Les flots ont laissé un paysage de désolation et une grande partie de la ville, sur les deux rives de l’oued, apparaît comme foudroyée par un puissant séisme.
Des organisations humanitaires ont mis en garde contre le risque croissant de propagation de maladies, après les inondations qui ont fait des milliers de morts et de disparus dans l’Est de la Libye où les espoirs de retrouver des survivants s’amenuisent, six jours après la catastrophe. La tempête Daniel, qui a frappé dans la nuit de dimanche à lundi la ville de Derna, a entraîné la rupture de deux barrages en amont, provoquant une crue fulgurante, de l’ampleur d’un tsunami, le long de l’oued qui traverse la cité, emportant tout sur son passage. Les flots ont laissé un paysage de désolation, et une grande partie de la ville, sur les deux rives de l’oued, apparaît comme foudroyée par un puissant séisme, a constaté un photographe de l’AFP. Des bâtiments entiers ont été emportés par les flots.
D’autres sont à moitié détruits, des voitures sont fracassées contre les murs. A Al-Bayda, autre grande ville située à 100 km à l’ouest de Derna, les habitants nettoient les routes et les maisons des monticules de boue laissés par le déluge. Des organisations humanitaires comme le Secours islamique et Médecins sans frontières (MSF) ont mis en garde contre les risques de propagation de maladies, liés à une éventuelle contamination de l’eau. De nombreuses personnes ont été emportées vers la mer Méditerranée qui a rejeté des dizaines de cadavres en décomposition. Des responsables du gouvernement de l’Est de la Libye touché par les inondations ont avancé des bilans différents, l’un évoquant au moins 3 840 morts.
Dans la nuit de vendredi à samedi, le ministre de la Santé du gouvernement de l’Est du pays, Othman Abdeljalil, a fait état d’un bilan de 3 166 morts qui inclut 101 victimes dont les corps ont été découverts puis enterrés durant la seule journée de vendredi. Mais le nombre de victimes pourrait être beaucoup plus élevé, compte tenu du grand nombre de disparus, au moins 10 000, selon une estimation de l’ONU. Avant la catastrophe, Derna comptait 100 000 habitants. L’Organisation internationale pour les migrations (OIM) a fait état de plus de 38 000 déplacés dans l’Est frappé par les inondations, dont 30 000 à Derna.
«Situation chaotique»
Manoelle Carton, coordinatrice médicale d’une équipe de Médecins sans frontières (MSF), arrivée il y a deux jours à Derna, décrit une situation «chaotique» qui a empêché le bon déroulement du recensement et l’identification des victimes. «De nombreux volontaires de toute la Libye et de l’étranger sont sur place. La coordination de l’aide est urgente», insiste-t-elle.
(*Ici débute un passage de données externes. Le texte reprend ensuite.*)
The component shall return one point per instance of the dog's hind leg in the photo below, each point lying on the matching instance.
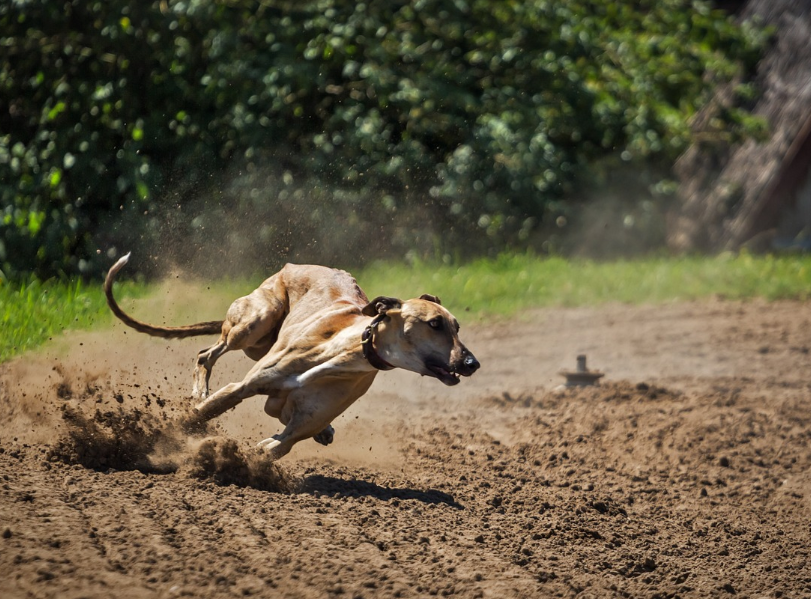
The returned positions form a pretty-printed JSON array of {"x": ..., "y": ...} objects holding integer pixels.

Le travail des secours et des équipes de recherche est considérablement entravé par le chaos politique qui prévaut dans le pays depuis la mort du dictateur Mouammar Kadhafi en 2011, avec deux gouvernements rivaux, l’un à Tripoli (ouest), reconnu par l’ONU et dirigé par le Premier ministre Abdelhamid Dbeibah, et l’autre dans l’Est, affilié au camp du puissant maréchal Khalifa Haftar. Pour organiser les recherches, le chef de l’exécutif dans l’est de la Libye, Oussama Hamad, a affirmé qu’«à partir de samedi, de nouvelles mesures seront appliquées dans la zone sinistrée» qui sera fermée, selon lui, aux civils et aux services de sécurité.
«Seuls les équipes de recherche libyennes et étrangères et les enquêteurs y auront accès», a-t-il dit. Stéphanie Williams, diplomate américaine et ex-représentante de l’ONU en Libye, a appelé à une intervention internationale urgente, préconisant la création d’un «mécanisme conjoint national/international pour superviser les fonds d’aide». Elle a fustigé sur X (ex-Twitter) une classe politique libyenne «prédatrice» qui a tendance, selon elle, à «utiliser le prétexte de la souveraineté» pour diriger les opérations d’aide «selon ses intérêts».
«Besoins énormes»
Le porte-parole du maréchal Haftar, Ahmad Al-Mesmari, a fait état de «besoins énormes pour la reconstruction», lors d’une conférence de presse, vendredi soir, à Benghazi, la grande ville de l’Est de la Libye, berceau du soulèvement de 2011. Bien que le drame se soit produit dans une zone sous le contrôle du camp de l’Est, M. Dbeibah a estimé cette semaine que l’absence de plans de développement adéquats et «l’usure causée par le temps» y avait contribué. «C’est l’une des conséquences des querelles, des guerres et de la dilapidation des fonds», a-t-il affirmé.